Thursday, January 21, 2010

A Nagging Question

Sr. Bernadette Reis, a Daughter of St. Paul, penned a reflection for Busted Halo in time for tomorrow’s anniversary of the Roe v. Wade decision.

The essay, “Pro-Life or Pro-Active?,” raises good questions. Some excerpts:

... I personally can never vote for a pro-choice candidate when a comparable pro-life candidate is also running. However, I have lived through the presidency of three pro-life presidents, as well as a Republican-led Congress. As far as abortion is concerned, not much has changed. With a track record like that, I can understand my peers who don’t get the logic behind voting for pro-life candidates as the answer to the abortion debate. ...

What would happen if every one of us were involved, if every one of us made it our responsibility to change the reality of abortion, regardless of whether Roe v. Wade is overturned?

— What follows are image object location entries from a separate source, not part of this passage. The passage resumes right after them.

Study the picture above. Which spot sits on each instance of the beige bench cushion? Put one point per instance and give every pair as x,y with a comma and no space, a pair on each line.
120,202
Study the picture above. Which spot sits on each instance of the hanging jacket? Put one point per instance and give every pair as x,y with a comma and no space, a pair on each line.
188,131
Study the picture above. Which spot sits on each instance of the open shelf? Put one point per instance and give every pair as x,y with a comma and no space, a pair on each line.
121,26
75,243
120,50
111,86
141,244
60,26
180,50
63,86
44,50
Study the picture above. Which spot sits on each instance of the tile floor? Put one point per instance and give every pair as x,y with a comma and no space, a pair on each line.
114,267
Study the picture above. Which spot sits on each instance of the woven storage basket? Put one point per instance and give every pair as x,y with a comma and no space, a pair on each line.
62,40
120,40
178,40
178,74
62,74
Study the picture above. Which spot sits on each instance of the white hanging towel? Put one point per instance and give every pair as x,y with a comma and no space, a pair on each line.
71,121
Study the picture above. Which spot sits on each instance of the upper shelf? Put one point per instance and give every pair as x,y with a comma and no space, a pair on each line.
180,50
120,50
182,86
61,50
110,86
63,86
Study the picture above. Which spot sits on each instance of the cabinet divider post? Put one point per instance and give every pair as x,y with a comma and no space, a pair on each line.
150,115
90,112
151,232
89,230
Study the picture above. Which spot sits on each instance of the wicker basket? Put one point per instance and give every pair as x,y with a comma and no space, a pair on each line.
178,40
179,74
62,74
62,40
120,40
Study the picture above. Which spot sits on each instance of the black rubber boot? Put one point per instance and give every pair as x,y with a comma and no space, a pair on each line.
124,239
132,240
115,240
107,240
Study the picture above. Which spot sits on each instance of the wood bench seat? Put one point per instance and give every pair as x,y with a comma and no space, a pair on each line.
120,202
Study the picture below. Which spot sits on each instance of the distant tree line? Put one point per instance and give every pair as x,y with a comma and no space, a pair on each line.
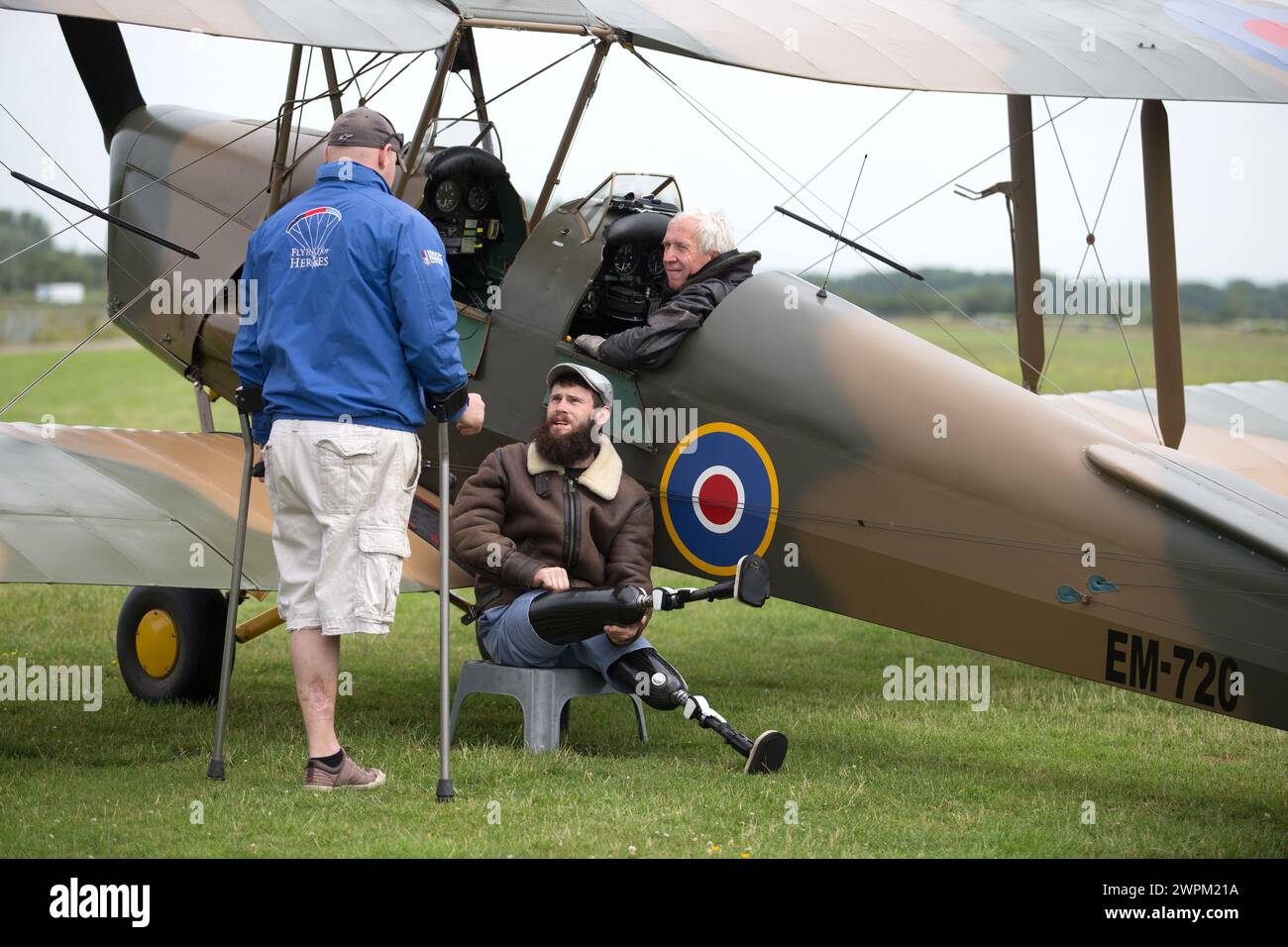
46,263
982,294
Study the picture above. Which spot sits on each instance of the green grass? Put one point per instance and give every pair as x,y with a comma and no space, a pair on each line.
1087,359
866,777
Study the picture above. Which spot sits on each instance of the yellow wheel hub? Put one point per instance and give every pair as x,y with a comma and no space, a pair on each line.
158,643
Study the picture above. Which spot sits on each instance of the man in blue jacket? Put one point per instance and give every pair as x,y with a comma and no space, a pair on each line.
352,330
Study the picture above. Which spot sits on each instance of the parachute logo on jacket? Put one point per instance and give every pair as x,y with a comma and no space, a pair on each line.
309,232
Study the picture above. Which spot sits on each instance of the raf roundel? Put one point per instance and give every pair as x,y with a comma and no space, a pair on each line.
719,496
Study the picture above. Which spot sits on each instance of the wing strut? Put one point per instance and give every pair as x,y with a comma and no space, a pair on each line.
588,89
1024,241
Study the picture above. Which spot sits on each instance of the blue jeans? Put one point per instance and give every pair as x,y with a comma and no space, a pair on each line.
510,639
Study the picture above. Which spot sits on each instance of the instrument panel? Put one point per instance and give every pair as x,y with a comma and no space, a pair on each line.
630,279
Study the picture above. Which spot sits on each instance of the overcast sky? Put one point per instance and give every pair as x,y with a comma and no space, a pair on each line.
1228,159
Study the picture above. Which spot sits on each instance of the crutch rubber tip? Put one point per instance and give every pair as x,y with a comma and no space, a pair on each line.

This question has been nagging me ever since my brother, Dominic, and his wife, Cynthia, took in a young woman with a brand new baby. Cynthia befriended her while volunteering at a local home for unwed mothers; but once she gave birth to her daughter, the young mother had nowhere else to go. Dominic and Cynthia were newly married — and they took her in. When they looked for a different apartment, and later for a house, they looked for one that had adequate room for themselves, their guest and her baby. For the last three years, they have provided a home for her and her daughter. It was a delight for me to hear the little 3-year-old girl ask Cynthia if she could call my nieces and nephews her cousins too. Not only have she and her mother been given a place to stay, they have a new “family” of sorts as well.

what would happen if the 51 percent of Americans who have now identified themselves as pro-life decide to become pro-active in the lives of the actual women they know who are pregnant and need help?

What would happen if every parish bulletin listed the contact person for any woman who was pregnant and scared (and if that person were visible within the church community)?

What if our focus changed from a debate about the constitutionality of abortion — which requires very little personal sacrifice on our part — to directly helping the women who may potentially have an abortion?